On May 20, 1997, as a result of Davis’s five-day, unexcused absence from work during the week of April 14, 1997, Defendant terminated Davis for exceeding the number of unexcused absences allowed under the company’s attendance policy. In November 1997, Davis filed a charge of [444]*444discrimination with the Equal Employment Opportunity Commission (“EEOC”), and in August 1998, Davis filed this action in federal court. Davis alleges that she was terminated not as a result of exceeding the number of unexcused absences allowed under the attendance policy, but rather, solely as a result of her participation in the September 1995 meeting with Gallo nearly two years earlier.
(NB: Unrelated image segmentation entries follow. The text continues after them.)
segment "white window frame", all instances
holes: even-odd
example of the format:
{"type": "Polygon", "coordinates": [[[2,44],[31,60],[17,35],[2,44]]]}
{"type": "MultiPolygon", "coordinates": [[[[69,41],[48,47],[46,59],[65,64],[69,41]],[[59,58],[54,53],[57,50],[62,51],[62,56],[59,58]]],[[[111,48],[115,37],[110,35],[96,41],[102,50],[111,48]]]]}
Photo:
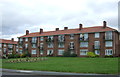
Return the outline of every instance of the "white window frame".
{"type": "Polygon", "coordinates": [[[100,50],[95,50],[96,55],[100,55],[100,50]]]}
{"type": "Polygon", "coordinates": [[[54,53],[54,51],[52,49],[47,50],[47,55],[52,55],[54,53]],[[50,54],[51,51],[51,54],[50,54]]]}
{"type": "Polygon", "coordinates": [[[19,50],[19,53],[22,54],[22,53],[23,53],[23,50],[19,50]]]}
{"type": "Polygon", "coordinates": [[[100,33],[95,33],[95,38],[100,38],[100,33]]]}
{"type": "Polygon", "coordinates": [[[105,41],[105,47],[113,47],[113,41],[105,41]]]}
{"type": "Polygon", "coordinates": [[[80,49],[80,55],[87,55],[87,52],[88,52],[88,49],[80,49]]]}
{"type": "Polygon", "coordinates": [[[28,44],[25,44],[25,48],[28,48],[28,44]]]}
{"type": "Polygon", "coordinates": [[[64,48],[64,47],[65,47],[64,43],[58,43],[58,48],[64,48]]]}
{"type": "Polygon", "coordinates": [[[80,47],[88,47],[88,42],[80,42],[80,47]]]}
{"type": "Polygon", "coordinates": [[[113,55],[113,49],[106,49],[105,50],[105,55],[113,55]]]}
{"type": "Polygon", "coordinates": [[[42,37],[40,37],[40,41],[44,41],[44,37],[42,36],[42,37]]]}
{"type": "Polygon", "coordinates": [[[70,39],[74,39],[74,34],[70,34],[70,39]]]}
{"type": "Polygon", "coordinates": [[[0,48],[2,48],[2,44],[0,43],[0,48]]]}
{"type": "Polygon", "coordinates": [[[74,42],[70,42],[70,49],[74,48],[74,42]]]}
{"type": "Polygon", "coordinates": [[[27,41],[28,41],[28,38],[25,38],[25,41],[27,42],[27,41]]]}
{"type": "Polygon", "coordinates": [[[111,40],[111,39],[113,39],[112,35],[113,35],[112,31],[107,31],[107,32],[105,32],[105,39],[106,39],[106,40],[111,40]]]}
{"type": "Polygon", "coordinates": [[[63,55],[63,53],[64,53],[64,49],[59,49],[58,50],[58,55],[63,55]]]}
{"type": "Polygon", "coordinates": [[[48,43],[48,48],[53,48],[54,47],[54,43],[48,43]]]}
{"type": "Polygon", "coordinates": [[[4,44],[4,47],[6,47],[7,45],[6,44],[4,44]]]}
{"type": "Polygon", "coordinates": [[[40,50],[40,55],[43,55],[44,54],[44,50],[40,50]]]}
{"type": "Polygon", "coordinates": [[[33,55],[37,54],[36,50],[32,50],[31,54],[33,55]]]}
Although Davis’s complaint does not expressly invoke Title VII’s opposition clause, the district court reasonably construed her complaint as alleging claims under both the opposition and participation clauses of Title VII. The district court held that Davis failed to establish a prima facie case of retaliation under either clause because she not only failed to show that she engaged in any protected activity within the meaning of Title VII, she also failed to establish a causal connection between her activity and her termination. Furthermore, the district court recognized that even if Davis had established a prima facie case, her claim nevertheless would fail because she could not show that Defendant’s articulated reason for her termination was a mere pretext for discrimination.

DISCUSSION

I. Standard of Review

We review a district court’s decision to grant a motion for summary judgment de novo. See Hartsel v. Keys, 87 F.3d 795, 799 (6th Cir.1996). Summary judgment is appropriate when there exists “no genuine issue of material fact and ... the moving party is entitled to judgment as a matter of law.” Fed R. Civ. P. 56(c). “[T]he mere existence of some alleged factual dispute between the parties will not defeat an otherwise properly supported motion for summary judgment; the requirement is that there be no genuine issue of material fact.” Anderson v. Liberty Lobby, Inc., 477 U.S. 242, 247-48, 106 S.Ct. 2505, 91 L.Ed.2d 202 (1986) (emphasis in original).

II. Retaliatory Discharge

Title VII makes it unlawful for an employer to retaliate against an employee who has either: (1) “opposed any practice made an unlawful employment practice by this subchapter,” or (2) “made a charge, testified, assisted, or participated in any manner in an investigation, proceeding, or hearing under this subchapter.” 42 U.S.C. § 2000e-3(a) (1994). These two provisions of Title VII are known as the “opposition clause” and the “participation clause.” See Johnson v. University of Cincinnati, 215 F.3d 561, 578-79 (6th Cir.2000). To establish a claim of retaliation under either clause, a plaintiff must meet the test of a slightly modified McDonnell Douglas framework by showing that: (1) she engaged in a “protected activity” within the meaning of Title VII; (2) the employer knew of such activity; (3) the employer thereafter took an adverse employment action against the plaintiff; and (4) there was a causal connection between the protected activity and the adverse employment action or harassment. See Morris v.